##Purpose This program was developed to simply demonstrate the implementation of a recursive approach to generating all combinations of element ordering from a list. This logic can be seen in the recur_combine() function:
def recur_combine(entry, clist, num):
# if max depth reached, print combo
if entry == num:
print ''.join(clist)
return
# build combinations recursively
for i in range(entry + 1):
# copy and recurse
copy = clist[:]
copy.insert(i, numbers[entry])
recur_combine(entry + 1, copy, num)As can be seen in the above demo, the combinatorics program can be passed an argument 'n' that will be the number used to generate a list of numbers from 1 to n:
n = 3 --> [1, 2, 3]
n = 4 --> [1, 2, 3, 4]
n = 5 --> [1, 2, 3, 4, 5]
.
.
.
n = x --> [1, 2, 3, ..., x]
This list of numbers is then used internally by the program to generate every possible combination of ordering of the elements from the list.
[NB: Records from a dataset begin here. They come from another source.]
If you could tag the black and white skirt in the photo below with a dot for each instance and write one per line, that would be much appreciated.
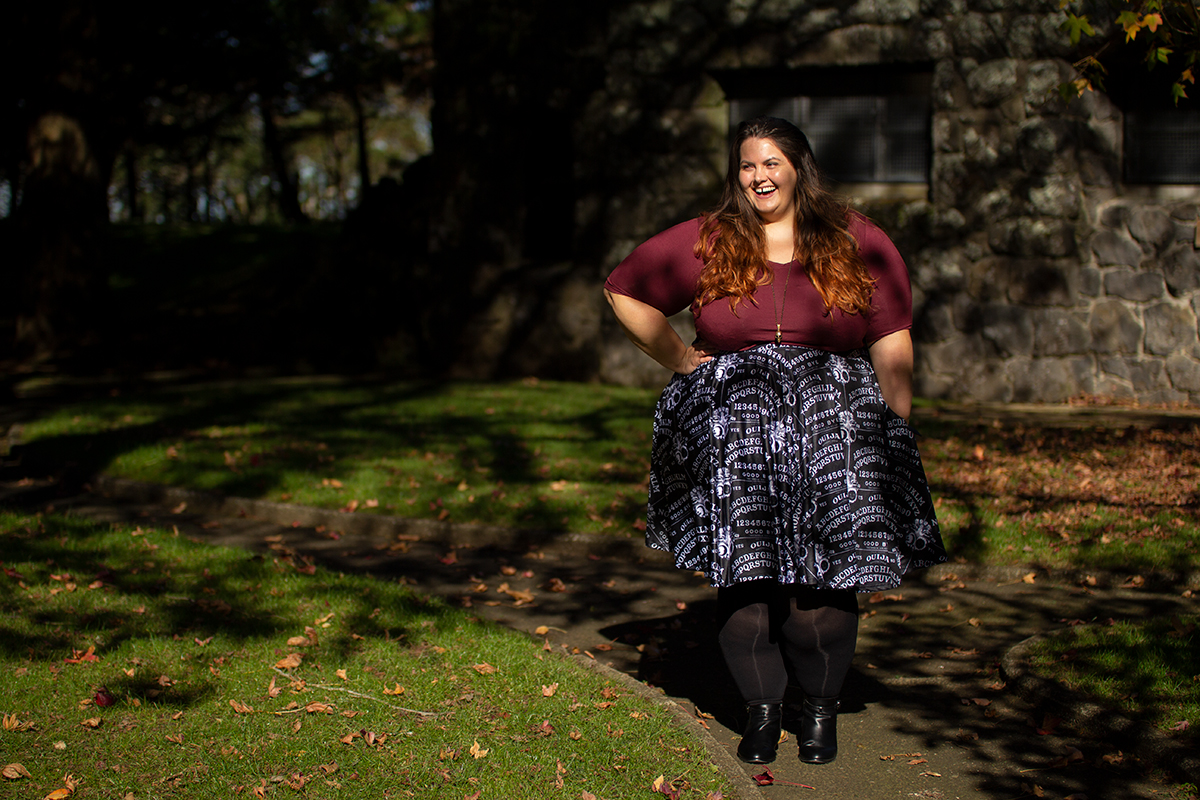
(785, 463)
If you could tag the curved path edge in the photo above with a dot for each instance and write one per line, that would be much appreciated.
(735, 773)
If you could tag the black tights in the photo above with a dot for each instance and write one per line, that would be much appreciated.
(762, 621)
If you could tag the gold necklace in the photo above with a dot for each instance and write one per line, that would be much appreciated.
(779, 312)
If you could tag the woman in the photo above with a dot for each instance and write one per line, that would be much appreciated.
(783, 465)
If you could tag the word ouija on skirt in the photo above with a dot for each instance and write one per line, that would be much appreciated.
(784, 463)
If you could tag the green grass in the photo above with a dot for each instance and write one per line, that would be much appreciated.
(1147, 669)
(538, 455)
(559, 456)
(187, 638)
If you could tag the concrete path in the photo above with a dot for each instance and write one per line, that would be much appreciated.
(927, 711)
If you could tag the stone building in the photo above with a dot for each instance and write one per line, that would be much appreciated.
(1053, 246)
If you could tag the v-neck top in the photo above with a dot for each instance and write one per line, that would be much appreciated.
(664, 272)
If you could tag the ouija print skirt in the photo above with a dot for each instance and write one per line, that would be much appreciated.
(785, 463)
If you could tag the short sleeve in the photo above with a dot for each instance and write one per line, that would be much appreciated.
(892, 299)
(663, 271)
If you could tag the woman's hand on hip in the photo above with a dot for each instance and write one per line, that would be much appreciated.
(696, 354)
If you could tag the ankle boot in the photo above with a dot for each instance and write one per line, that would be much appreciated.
(819, 731)
(761, 738)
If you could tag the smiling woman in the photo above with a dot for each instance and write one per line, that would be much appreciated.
(783, 465)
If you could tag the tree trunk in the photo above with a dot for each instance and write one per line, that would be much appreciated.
(360, 121)
(131, 186)
(61, 222)
(281, 164)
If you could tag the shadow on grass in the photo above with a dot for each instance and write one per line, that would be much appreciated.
(364, 426)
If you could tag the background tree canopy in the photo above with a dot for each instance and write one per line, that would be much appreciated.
(249, 110)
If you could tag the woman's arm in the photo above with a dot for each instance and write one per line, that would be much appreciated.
(648, 329)
(892, 359)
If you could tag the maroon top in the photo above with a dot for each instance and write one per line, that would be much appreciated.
(664, 272)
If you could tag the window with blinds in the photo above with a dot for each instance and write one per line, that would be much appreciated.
(857, 139)
(1162, 146)
(867, 124)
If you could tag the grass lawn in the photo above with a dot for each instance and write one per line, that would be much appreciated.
(559, 456)
(575, 457)
(1146, 669)
(136, 663)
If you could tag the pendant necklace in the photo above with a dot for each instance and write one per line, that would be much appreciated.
(779, 312)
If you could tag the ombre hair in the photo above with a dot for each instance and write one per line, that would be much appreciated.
(733, 244)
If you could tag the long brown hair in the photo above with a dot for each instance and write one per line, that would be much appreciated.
(733, 244)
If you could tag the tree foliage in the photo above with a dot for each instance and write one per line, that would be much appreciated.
(1165, 31)
(205, 94)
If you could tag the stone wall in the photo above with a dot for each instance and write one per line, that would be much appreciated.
(1037, 275)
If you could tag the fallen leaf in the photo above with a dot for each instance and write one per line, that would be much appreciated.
(15, 771)
(79, 656)
(291, 661)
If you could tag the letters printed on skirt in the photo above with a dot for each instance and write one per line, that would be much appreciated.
(785, 463)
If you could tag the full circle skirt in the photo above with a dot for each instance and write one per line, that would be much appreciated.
(784, 463)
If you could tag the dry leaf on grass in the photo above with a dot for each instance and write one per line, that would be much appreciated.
(15, 771)
(291, 661)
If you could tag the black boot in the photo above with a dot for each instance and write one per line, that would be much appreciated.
(819, 731)
(761, 739)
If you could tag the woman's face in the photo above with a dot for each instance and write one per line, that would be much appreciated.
(768, 180)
If n = 3, the resulting list [1, 2, 3] will have n! possible combinations (i.e. 3! = 6):
1 - - - - - - - - (t0) level
|
|
/ \
/ \
/ \
/ \
21 12 - - - - - - (t1) level
/ \
| |
/|\ /|\
/ | \ / | \
321 231 213 312 132 123 - - - (t2) level
The tree shown above depicts these combinations as they are generated from traversing the tree to its leaf nodes. We can now begin to understand why combinatorial problems are n! for generating all possible combinations: the number of leaf nodes (i.e. combinations) is the product of all the tree levels 't' plus one. For n = 3, we have 3 levels: t0 = 0, t1 = 1, and t2 = 2. In this case (0+1) x (1+1) x (2+1) = 6 combinations.